As is v. as if vacant? As is contains an obsolescence if not ideal to site. As vacant there is no obsolescence...An ideal site ? If zoned for either SF or MF, is there an impact?
A house on a lot zoned commercial will generally bring much the same as one zoned residential (value in use). But the C lot is usually more valuable...So the improvements are less valuable, effective age increases. To me reflects an obsolescence related to the change in land value.
Then perhaps I did misunderstand your post?
I thought you said that FO is not addressed in the H&BU.
(I know you know the following, so it isn't directed at you...) since FO affects improvements and not the site, its fundamental analysis begins in the H&BU as-improved component. Indeed, even if an appraiser misses it in the H&BU analysis, once discovered, the appraiser should go back to the H&BU analysis because depending on the specifics, that FO might trigger an action to the improvement (renovate, remodel... which is the issue here at hand, where "remodeling" is a change-in-use, or demolition). The level of FO may also change the likely buyer; another item that is addressed in the H&BU analysis.
I think the fundamental difference you and I have in these discussions (and, it isn't about the analysis, it is about the conclusion) is this:
I say this: Concluding a H&BU of a property other than what exists doesn't require any change in the property.
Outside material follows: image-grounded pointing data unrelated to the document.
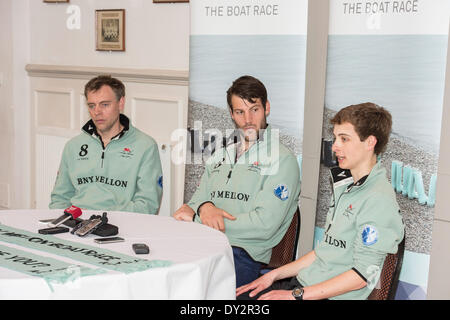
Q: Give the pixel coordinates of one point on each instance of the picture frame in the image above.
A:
(169, 1)
(110, 30)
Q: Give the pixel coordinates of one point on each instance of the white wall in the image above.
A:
(31, 31)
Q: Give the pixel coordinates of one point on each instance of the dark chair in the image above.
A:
(286, 250)
(389, 275)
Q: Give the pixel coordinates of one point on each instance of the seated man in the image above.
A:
(363, 223)
(111, 165)
(245, 192)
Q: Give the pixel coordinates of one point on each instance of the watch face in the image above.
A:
(297, 292)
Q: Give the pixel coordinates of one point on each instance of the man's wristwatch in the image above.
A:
(298, 293)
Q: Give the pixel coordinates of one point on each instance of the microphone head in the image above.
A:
(75, 212)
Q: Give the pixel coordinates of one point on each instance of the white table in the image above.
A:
(202, 261)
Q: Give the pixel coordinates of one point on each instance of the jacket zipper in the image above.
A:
(103, 156)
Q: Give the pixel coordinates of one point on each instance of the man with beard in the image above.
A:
(110, 165)
(250, 188)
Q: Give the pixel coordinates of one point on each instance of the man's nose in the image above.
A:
(248, 117)
(97, 109)
(334, 146)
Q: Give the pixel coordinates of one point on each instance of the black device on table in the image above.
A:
(140, 248)
(109, 240)
(53, 230)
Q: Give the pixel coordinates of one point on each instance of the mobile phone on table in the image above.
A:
(109, 240)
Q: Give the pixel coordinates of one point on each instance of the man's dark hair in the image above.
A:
(368, 119)
(105, 80)
(248, 88)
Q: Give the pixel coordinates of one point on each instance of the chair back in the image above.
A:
(286, 251)
(389, 275)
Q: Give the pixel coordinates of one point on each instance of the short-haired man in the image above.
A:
(363, 223)
(111, 165)
(249, 189)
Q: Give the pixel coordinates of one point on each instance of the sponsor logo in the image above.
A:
(348, 212)
(230, 195)
(335, 242)
(83, 152)
(369, 235)
(102, 179)
(126, 153)
(281, 192)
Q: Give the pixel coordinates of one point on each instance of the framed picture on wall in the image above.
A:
(167, 1)
(110, 30)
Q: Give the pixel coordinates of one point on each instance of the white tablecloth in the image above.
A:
(202, 261)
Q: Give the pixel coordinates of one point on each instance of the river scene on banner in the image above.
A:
(404, 73)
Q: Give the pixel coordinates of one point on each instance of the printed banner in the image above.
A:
(393, 53)
(79, 252)
(231, 38)
(52, 270)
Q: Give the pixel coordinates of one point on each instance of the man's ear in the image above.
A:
(267, 112)
(371, 142)
(122, 104)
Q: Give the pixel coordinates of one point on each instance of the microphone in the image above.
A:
(69, 213)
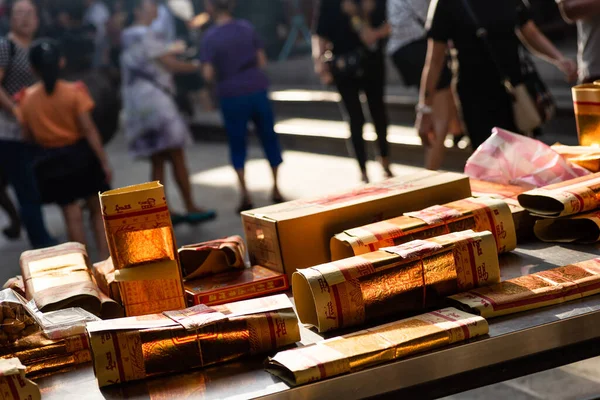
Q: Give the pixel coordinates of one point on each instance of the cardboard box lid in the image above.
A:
(403, 184)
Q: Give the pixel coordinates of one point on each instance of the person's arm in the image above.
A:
(540, 45)
(90, 132)
(574, 10)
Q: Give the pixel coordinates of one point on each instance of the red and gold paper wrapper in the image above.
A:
(42, 355)
(394, 280)
(563, 199)
(59, 277)
(582, 228)
(478, 214)
(135, 348)
(209, 258)
(533, 291)
(13, 384)
(142, 247)
(367, 348)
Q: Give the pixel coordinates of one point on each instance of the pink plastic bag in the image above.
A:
(511, 159)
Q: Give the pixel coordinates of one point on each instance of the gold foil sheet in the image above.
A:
(142, 247)
(533, 291)
(13, 384)
(367, 348)
(59, 277)
(582, 228)
(563, 199)
(394, 280)
(478, 214)
(135, 348)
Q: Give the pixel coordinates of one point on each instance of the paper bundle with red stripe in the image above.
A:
(478, 214)
(134, 348)
(364, 349)
(394, 280)
(563, 199)
(533, 291)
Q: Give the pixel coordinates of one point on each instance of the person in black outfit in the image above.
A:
(485, 101)
(349, 53)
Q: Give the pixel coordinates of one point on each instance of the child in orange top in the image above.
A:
(72, 165)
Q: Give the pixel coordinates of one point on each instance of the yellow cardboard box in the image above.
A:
(294, 235)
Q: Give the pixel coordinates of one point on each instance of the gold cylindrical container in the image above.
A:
(586, 99)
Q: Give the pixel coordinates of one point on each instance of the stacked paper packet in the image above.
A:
(370, 347)
(394, 280)
(478, 214)
(529, 292)
(134, 348)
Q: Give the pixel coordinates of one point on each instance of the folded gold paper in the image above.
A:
(533, 291)
(562, 199)
(13, 384)
(364, 349)
(42, 355)
(59, 277)
(394, 280)
(582, 228)
(142, 247)
(478, 214)
(135, 348)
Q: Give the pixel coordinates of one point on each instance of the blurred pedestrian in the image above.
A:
(587, 15)
(16, 156)
(153, 125)
(234, 58)
(348, 51)
(407, 47)
(72, 165)
(486, 101)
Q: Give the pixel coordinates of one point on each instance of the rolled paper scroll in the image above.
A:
(529, 292)
(135, 348)
(142, 247)
(370, 347)
(482, 214)
(13, 384)
(583, 228)
(209, 258)
(59, 277)
(563, 199)
(394, 280)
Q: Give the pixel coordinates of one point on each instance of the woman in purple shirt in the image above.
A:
(233, 57)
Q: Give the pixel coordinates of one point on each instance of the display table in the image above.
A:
(514, 344)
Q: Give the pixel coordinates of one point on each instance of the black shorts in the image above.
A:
(410, 61)
(68, 174)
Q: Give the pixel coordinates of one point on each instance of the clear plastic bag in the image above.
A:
(16, 319)
(511, 159)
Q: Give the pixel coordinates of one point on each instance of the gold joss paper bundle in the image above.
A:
(478, 214)
(394, 280)
(582, 228)
(142, 247)
(529, 292)
(59, 277)
(360, 350)
(562, 199)
(130, 349)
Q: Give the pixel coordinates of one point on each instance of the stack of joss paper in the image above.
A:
(59, 277)
(533, 291)
(370, 347)
(570, 210)
(394, 280)
(42, 355)
(134, 348)
(477, 214)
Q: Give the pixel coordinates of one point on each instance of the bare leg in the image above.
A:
(98, 226)
(73, 215)
(443, 102)
(182, 177)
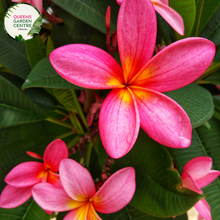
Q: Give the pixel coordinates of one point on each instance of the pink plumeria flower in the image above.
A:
(136, 99)
(79, 194)
(36, 3)
(171, 16)
(24, 176)
(197, 174)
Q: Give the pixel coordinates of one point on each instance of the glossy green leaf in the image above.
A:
(13, 55)
(187, 10)
(35, 50)
(28, 211)
(196, 101)
(214, 78)
(131, 213)
(212, 29)
(157, 183)
(91, 12)
(50, 46)
(205, 142)
(44, 75)
(12, 96)
(205, 10)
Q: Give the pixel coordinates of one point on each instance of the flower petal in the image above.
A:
(204, 209)
(171, 16)
(54, 153)
(116, 192)
(12, 197)
(136, 32)
(119, 122)
(54, 179)
(198, 167)
(177, 65)
(206, 180)
(87, 66)
(188, 182)
(163, 119)
(76, 180)
(25, 174)
(53, 198)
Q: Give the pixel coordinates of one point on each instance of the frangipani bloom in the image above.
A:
(36, 3)
(79, 194)
(24, 176)
(171, 16)
(136, 99)
(197, 174)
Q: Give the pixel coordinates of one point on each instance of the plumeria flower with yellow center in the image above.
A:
(24, 176)
(36, 3)
(79, 193)
(171, 16)
(197, 174)
(136, 99)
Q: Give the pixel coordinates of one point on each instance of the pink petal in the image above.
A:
(85, 212)
(87, 66)
(206, 180)
(171, 16)
(198, 167)
(12, 197)
(53, 198)
(76, 180)
(177, 65)
(54, 153)
(25, 174)
(119, 2)
(136, 31)
(119, 122)
(204, 209)
(34, 155)
(188, 182)
(163, 119)
(116, 192)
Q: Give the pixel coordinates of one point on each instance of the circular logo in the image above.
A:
(22, 21)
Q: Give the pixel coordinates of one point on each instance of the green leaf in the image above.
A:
(91, 12)
(213, 78)
(28, 211)
(157, 183)
(206, 8)
(13, 55)
(205, 142)
(217, 102)
(187, 10)
(36, 27)
(50, 46)
(44, 75)
(131, 213)
(35, 50)
(196, 101)
(212, 29)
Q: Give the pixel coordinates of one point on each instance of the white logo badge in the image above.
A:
(22, 21)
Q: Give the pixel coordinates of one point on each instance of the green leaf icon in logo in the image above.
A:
(35, 29)
(19, 38)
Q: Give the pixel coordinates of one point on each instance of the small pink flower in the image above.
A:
(36, 3)
(136, 99)
(79, 194)
(197, 174)
(171, 16)
(24, 176)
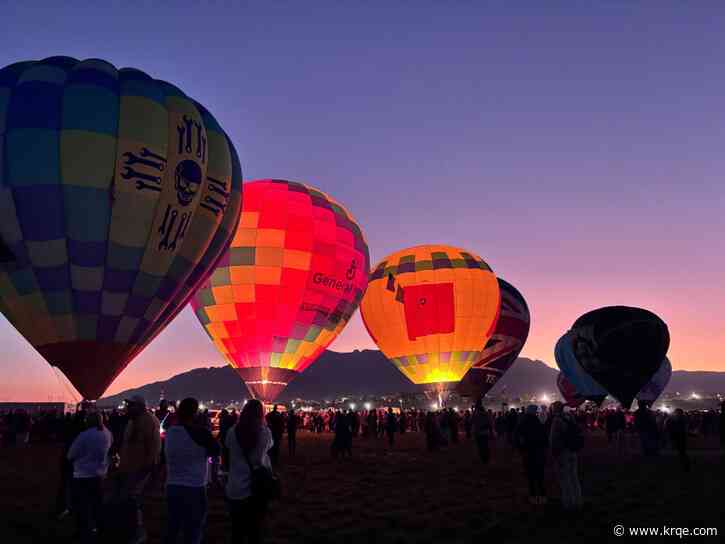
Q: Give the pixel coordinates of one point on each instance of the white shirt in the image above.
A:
(186, 461)
(89, 453)
(239, 482)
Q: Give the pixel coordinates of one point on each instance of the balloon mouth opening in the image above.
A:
(266, 383)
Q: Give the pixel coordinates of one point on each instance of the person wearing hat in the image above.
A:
(564, 451)
(531, 439)
(139, 454)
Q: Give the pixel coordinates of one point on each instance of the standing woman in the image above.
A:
(249, 442)
(89, 455)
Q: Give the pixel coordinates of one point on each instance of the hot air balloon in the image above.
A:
(647, 395)
(568, 392)
(585, 386)
(504, 346)
(621, 348)
(431, 309)
(117, 194)
(294, 274)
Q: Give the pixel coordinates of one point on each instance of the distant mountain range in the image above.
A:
(368, 372)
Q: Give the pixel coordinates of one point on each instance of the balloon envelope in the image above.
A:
(568, 392)
(292, 278)
(621, 348)
(503, 348)
(654, 388)
(114, 189)
(586, 386)
(431, 309)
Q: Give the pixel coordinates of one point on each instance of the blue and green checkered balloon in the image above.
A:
(118, 195)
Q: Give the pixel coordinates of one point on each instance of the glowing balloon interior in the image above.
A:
(431, 309)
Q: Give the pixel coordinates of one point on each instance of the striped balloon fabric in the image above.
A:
(501, 351)
(118, 195)
(292, 278)
(431, 309)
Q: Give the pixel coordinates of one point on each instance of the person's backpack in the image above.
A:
(573, 436)
(265, 484)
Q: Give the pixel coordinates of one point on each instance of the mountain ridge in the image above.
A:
(368, 372)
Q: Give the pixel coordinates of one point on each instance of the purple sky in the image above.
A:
(579, 150)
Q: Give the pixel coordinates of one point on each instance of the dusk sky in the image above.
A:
(579, 150)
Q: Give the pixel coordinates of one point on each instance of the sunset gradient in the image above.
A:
(578, 150)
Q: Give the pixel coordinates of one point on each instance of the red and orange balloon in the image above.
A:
(293, 276)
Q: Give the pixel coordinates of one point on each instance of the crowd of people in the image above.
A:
(178, 442)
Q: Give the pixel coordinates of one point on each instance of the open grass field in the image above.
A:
(407, 495)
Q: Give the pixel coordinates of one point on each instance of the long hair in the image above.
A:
(251, 420)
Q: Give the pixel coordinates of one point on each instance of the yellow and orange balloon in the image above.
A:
(431, 309)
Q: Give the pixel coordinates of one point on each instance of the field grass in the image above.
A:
(407, 495)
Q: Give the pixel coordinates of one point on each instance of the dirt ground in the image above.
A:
(407, 495)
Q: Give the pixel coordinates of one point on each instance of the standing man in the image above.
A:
(391, 425)
(532, 441)
(139, 455)
(677, 427)
(89, 455)
(276, 426)
(482, 431)
(188, 447)
(566, 441)
(292, 432)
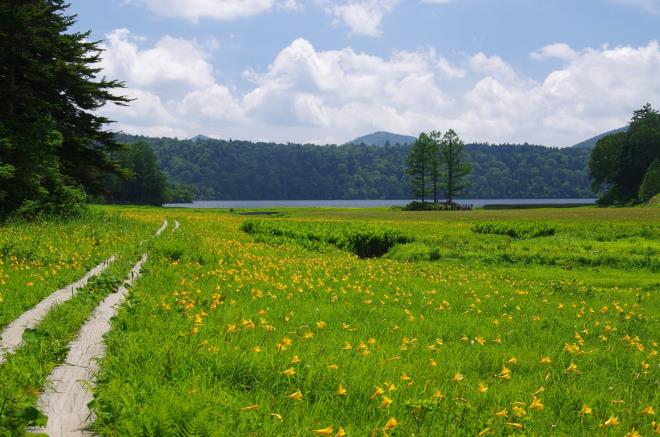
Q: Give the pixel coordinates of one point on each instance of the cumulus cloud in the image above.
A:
(557, 51)
(307, 94)
(363, 17)
(216, 9)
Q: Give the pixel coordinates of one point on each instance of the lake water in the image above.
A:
(361, 203)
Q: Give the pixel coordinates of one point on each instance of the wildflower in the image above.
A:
(586, 409)
(612, 421)
(289, 372)
(325, 431)
(536, 404)
(648, 410)
(379, 392)
(505, 373)
(391, 424)
(296, 396)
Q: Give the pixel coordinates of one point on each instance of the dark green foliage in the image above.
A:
(366, 241)
(422, 166)
(651, 183)
(144, 183)
(454, 166)
(53, 147)
(241, 170)
(520, 231)
(620, 161)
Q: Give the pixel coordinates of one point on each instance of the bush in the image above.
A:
(412, 252)
(521, 231)
(366, 241)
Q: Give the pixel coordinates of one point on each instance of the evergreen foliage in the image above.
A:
(242, 170)
(53, 145)
(619, 162)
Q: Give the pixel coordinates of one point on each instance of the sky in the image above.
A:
(550, 72)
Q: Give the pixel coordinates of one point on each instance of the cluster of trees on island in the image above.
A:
(57, 153)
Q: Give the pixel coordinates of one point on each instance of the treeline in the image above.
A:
(242, 170)
(626, 164)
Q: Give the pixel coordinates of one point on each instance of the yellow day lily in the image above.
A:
(391, 424)
(296, 396)
(325, 431)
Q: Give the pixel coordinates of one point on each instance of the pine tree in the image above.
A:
(420, 165)
(54, 147)
(454, 166)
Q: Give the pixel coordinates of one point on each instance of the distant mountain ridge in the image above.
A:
(383, 138)
(591, 142)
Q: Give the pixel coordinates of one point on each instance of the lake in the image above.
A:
(362, 203)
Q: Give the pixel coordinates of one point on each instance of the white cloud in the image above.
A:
(652, 6)
(170, 60)
(336, 95)
(363, 17)
(558, 51)
(216, 9)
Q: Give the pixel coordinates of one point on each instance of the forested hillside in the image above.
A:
(233, 170)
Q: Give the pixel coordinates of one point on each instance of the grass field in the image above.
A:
(459, 329)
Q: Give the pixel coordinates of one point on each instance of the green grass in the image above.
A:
(207, 338)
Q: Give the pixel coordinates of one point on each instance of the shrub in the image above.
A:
(521, 231)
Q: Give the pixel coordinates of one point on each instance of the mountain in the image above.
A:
(200, 138)
(591, 142)
(243, 170)
(382, 138)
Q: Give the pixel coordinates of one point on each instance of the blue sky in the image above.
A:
(547, 72)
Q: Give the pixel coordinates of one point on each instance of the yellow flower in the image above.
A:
(612, 421)
(295, 396)
(648, 410)
(325, 431)
(505, 373)
(379, 392)
(289, 372)
(391, 424)
(536, 404)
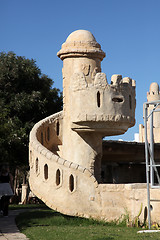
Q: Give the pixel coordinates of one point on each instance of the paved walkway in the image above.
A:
(8, 228)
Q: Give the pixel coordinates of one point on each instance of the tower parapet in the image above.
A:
(92, 103)
(152, 95)
(92, 108)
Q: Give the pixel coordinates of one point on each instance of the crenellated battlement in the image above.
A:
(111, 104)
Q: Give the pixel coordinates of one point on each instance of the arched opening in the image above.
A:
(71, 183)
(58, 177)
(57, 128)
(130, 102)
(45, 171)
(36, 165)
(41, 138)
(98, 99)
(48, 134)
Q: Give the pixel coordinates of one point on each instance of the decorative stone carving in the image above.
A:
(85, 69)
(78, 81)
(100, 80)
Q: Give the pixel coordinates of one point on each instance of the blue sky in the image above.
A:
(128, 31)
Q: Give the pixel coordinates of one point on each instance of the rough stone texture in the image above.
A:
(152, 95)
(66, 148)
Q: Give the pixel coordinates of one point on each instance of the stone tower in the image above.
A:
(92, 108)
(152, 95)
(65, 148)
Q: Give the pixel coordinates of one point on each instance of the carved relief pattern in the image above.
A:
(86, 69)
(78, 81)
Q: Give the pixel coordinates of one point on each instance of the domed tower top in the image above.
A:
(81, 43)
(153, 93)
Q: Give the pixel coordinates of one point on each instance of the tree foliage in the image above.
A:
(26, 96)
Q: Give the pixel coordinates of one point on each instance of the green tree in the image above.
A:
(26, 96)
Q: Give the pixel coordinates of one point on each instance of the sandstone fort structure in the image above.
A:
(68, 163)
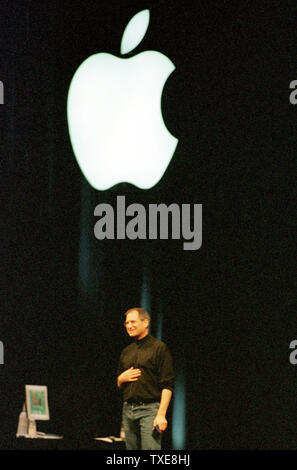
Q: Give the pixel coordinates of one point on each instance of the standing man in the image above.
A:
(145, 374)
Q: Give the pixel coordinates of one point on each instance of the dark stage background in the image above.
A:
(227, 311)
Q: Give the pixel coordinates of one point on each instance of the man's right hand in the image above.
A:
(129, 375)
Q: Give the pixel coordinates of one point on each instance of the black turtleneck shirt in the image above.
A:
(154, 359)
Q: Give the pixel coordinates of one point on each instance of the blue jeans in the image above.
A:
(138, 424)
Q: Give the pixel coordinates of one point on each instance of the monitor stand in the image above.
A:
(27, 428)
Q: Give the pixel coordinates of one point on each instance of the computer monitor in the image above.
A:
(37, 402)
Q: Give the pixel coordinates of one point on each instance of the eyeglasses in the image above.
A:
(132, 322)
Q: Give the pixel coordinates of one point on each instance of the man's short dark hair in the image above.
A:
(143, 315)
The value is what it is, as-is.
I infer you say this: Concluding a H&BU of a property other than what exists implies that the property must change to what the appraisal's H&BU.
A conclusion of something other than what exists doesn't (IMO) require the property owner to do anything. The value is what it is based on what exists (for an as-is appraisal). That valuation is impacted
if whatever exists isn't what should be there. Your example of the existing SFR on a C-zoned land is good example (IMO). While that property's selling price may be the same as a house on SFR-zoned land as-of the effective date, one thing will be affected and one thing might be affected:
1. The remaining economic life (as you point out vis-a-vis an increase in effective age) will shorten.
2. The likely buyer may change. The likely buyer might become an investor rather than an owner-user. A home located in a commercial-transitioning neighborhood might not have its rent-potential affected negatively but it could affect the owner-user appeal of the property. Even if the transition to commercial is slow or comes to a stop, the subject's investor appeal might be greater than its owner-user appeal. And, I'm not talking about an interim use here; transition might take 10-years. The buyer isn't purchasing the property to convert; the buyer is purchasing the property for its rental income as an SFR.